I recently read the book, “The Perfect Investment” by Paul Moore. Good Read. To sum it up in a sentence, Moore believe that investing in proven syndicators, with proven managers, in a growing market is the perfect investment. He makes a case that investing in multi-family units less than 100 is ultimately a waste of time and fast track to failure.

I understand this publication is effectively a passive advertisement for his own funds, but I want to understand if people in the BP community feel the same. He is pretty strong instating the working your way up by buying 10units and increasing more, does not work out.

I am wanting to transition careers into full-time real estate and I want to invest in large multi-family and build my experience in this area. I am focused on building a portfolio of Class C/B properties, value add, refinance, and expand/grow. This is what i want to do for the next 20 years...

What are your thoughts? Is it a fools errand? What is Moore missing?

 Michael,

How are you man?

Here's my perspective:

1. 100-unit and larger apartment complexes is more efficient than smaller apartments because 100-units or larger can afford a full time PM and full time maintenance personnel. So I agree that 100 units is a good threshold when one syndicates an apartment deal

2. HOWEVER, since you have more competition for 100-units and above specially from institutional investors, the cap rates and profits from big apartment complexes like those are squeezed - you buy them at higher price per unit and therefore your cap rate and over-all profit tend to be smaller (or the profitability coming from the economies of scale is 'canceled out' in some cases)

In fact, what my partner Nate and I found is that we can buy better deals with apartments less than 100 units (but bigger than 29 units to achieve enough economies of scale - so we're getting great deals with apartments 30-90 units).

3. Do you have to start with 100-units + and just be passive if you can't? Not necessarily. It depends on your market, your goals, your skills and what resources you already have or can have access to.

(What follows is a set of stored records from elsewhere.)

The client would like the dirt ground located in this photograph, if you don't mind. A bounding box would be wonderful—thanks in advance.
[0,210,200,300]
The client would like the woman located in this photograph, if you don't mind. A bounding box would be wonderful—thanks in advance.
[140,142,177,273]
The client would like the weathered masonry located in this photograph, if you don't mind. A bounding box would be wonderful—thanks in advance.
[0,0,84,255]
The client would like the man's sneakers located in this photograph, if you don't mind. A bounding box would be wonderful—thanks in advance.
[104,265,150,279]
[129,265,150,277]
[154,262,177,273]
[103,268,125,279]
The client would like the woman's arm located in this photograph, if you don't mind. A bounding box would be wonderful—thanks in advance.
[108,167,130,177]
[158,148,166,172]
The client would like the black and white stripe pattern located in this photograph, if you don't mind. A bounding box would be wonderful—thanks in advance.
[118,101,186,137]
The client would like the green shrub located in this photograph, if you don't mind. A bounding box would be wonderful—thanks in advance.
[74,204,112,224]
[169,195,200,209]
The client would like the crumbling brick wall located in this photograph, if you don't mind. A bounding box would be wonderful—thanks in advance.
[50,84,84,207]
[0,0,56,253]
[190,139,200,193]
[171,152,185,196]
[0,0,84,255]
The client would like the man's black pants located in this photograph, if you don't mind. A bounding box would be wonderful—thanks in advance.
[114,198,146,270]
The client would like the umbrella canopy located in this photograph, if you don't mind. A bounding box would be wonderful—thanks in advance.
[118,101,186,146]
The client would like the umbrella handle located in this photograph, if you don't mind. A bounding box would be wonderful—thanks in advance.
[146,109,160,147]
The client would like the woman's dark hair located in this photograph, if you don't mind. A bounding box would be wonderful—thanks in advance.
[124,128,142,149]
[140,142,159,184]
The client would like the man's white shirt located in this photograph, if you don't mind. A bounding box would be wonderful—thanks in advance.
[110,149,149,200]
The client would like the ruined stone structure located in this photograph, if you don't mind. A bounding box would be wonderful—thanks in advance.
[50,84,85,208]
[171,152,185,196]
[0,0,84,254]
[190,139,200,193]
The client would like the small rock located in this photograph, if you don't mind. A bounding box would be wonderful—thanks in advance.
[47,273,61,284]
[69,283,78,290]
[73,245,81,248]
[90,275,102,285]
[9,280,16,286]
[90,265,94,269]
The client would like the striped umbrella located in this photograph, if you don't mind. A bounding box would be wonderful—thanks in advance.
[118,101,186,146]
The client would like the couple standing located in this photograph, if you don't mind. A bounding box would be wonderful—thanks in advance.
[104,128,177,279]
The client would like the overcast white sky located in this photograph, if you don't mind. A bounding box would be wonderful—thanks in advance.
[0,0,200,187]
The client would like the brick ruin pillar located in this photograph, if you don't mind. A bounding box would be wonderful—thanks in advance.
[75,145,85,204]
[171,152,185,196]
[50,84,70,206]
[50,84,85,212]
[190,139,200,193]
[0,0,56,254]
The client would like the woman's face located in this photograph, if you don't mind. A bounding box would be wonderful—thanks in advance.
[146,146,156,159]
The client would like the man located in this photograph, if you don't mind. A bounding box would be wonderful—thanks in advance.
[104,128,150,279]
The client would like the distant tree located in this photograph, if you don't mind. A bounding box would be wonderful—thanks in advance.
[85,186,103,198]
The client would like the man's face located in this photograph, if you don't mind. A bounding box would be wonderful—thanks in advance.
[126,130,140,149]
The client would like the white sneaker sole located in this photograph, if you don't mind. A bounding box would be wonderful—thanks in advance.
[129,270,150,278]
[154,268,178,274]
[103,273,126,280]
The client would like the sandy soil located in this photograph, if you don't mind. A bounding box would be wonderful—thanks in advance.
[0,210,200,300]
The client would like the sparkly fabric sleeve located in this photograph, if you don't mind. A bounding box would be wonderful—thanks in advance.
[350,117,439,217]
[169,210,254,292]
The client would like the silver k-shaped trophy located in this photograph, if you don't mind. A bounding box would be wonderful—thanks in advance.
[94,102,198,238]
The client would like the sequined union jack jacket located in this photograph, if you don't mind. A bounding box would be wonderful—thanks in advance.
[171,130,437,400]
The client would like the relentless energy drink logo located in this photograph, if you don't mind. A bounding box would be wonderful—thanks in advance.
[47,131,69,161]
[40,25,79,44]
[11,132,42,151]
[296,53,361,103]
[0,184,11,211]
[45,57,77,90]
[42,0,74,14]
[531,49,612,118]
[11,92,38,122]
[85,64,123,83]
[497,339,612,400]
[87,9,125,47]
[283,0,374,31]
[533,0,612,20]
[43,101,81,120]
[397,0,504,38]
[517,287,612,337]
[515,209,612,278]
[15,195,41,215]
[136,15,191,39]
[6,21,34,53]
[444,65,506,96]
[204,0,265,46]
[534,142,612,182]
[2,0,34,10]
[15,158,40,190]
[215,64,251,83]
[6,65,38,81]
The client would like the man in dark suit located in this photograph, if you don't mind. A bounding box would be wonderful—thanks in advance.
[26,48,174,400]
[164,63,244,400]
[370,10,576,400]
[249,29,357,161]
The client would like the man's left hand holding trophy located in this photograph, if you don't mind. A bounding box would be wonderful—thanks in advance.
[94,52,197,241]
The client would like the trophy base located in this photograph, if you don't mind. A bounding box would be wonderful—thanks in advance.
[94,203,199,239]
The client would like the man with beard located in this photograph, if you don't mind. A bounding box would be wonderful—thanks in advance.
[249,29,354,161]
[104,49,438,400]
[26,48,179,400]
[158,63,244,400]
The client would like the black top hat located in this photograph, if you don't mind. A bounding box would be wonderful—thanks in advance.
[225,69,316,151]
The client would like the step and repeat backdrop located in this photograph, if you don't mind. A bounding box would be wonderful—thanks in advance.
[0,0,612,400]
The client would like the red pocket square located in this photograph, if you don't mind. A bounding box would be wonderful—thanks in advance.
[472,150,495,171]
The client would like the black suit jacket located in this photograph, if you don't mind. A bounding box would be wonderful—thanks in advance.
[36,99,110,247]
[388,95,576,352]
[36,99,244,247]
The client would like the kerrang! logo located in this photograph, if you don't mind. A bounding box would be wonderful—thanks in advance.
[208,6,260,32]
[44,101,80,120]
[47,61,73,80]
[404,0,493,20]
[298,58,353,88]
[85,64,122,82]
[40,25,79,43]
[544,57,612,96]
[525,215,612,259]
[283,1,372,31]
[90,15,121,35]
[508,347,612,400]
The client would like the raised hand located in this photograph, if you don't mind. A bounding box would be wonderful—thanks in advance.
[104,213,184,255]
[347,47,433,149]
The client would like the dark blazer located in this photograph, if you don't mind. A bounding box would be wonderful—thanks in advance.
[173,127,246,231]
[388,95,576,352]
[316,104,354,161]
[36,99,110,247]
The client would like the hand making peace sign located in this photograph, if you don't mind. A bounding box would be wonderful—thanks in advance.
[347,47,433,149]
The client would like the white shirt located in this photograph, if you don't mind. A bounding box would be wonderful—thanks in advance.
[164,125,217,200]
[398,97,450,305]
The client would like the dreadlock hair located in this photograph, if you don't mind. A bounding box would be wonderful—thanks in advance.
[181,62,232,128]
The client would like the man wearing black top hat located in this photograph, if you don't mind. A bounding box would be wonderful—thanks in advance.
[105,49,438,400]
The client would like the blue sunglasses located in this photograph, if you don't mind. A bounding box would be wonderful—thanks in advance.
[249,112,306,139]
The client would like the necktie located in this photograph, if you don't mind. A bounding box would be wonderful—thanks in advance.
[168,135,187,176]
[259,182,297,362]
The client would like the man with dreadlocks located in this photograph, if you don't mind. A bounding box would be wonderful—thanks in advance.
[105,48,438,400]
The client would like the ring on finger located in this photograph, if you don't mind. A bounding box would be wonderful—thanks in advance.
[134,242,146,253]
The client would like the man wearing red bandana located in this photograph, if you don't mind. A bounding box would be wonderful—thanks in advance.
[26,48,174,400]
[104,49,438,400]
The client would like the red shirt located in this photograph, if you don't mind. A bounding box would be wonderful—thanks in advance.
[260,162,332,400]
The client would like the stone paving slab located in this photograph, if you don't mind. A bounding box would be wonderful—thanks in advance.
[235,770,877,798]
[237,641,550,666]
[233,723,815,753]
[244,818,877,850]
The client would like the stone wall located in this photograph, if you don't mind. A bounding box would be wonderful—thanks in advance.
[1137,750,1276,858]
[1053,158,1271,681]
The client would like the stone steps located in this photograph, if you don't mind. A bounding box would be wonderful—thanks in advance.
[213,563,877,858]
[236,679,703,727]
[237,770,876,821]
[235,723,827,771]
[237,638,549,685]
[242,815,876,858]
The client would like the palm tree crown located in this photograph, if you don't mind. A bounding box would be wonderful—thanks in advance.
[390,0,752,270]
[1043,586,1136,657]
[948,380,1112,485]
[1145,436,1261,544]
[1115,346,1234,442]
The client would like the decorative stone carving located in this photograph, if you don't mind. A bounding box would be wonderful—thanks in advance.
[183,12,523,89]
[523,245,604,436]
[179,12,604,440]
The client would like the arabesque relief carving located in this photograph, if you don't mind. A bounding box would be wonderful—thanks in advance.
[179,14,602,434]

For example, If you're a super busy brain surgeon making $1M a year in income, buying a 10-unit building is a waste of time. You're making $500/hour and if all you make on a 10-unit building is $2,000/month cashflow...and you have to spend 5 hours a month managing the manager of the building - you're actually losing money and it does not make sense. 

In addition, you a busy brain surgeon might not even have that 5 hours a month. Hence, it makes sense for him to let his money make money for him. He invest $1M in a good deal backed by an experienced syndicator, he could easily make 12-15% IRR or $120K-$150K/yr without spending any of his time.

But, if you can devote 20 hours a week in active real estate investing, you have several hundred thousand in cash, great credit, good leadership and networking skills, sure do it yourself. That's especially true if you can find great deals with 10-unit apartments in your market. 

4. To minimize risk with active investing like investing in apartments, it makes more sense to invest with OTHERS who are more experienced and are better capitalized than you.  You want to minimize your risks by leveraging on other people's experience and network. They already know what mistakes to avoid as well as who are the right contractors, property managers, etc to hire. Moreover, successful apartment investors have more cash than you so if the deal needs more cash than anticipated, they can help infuse liquidity into the deal.

Makes sense?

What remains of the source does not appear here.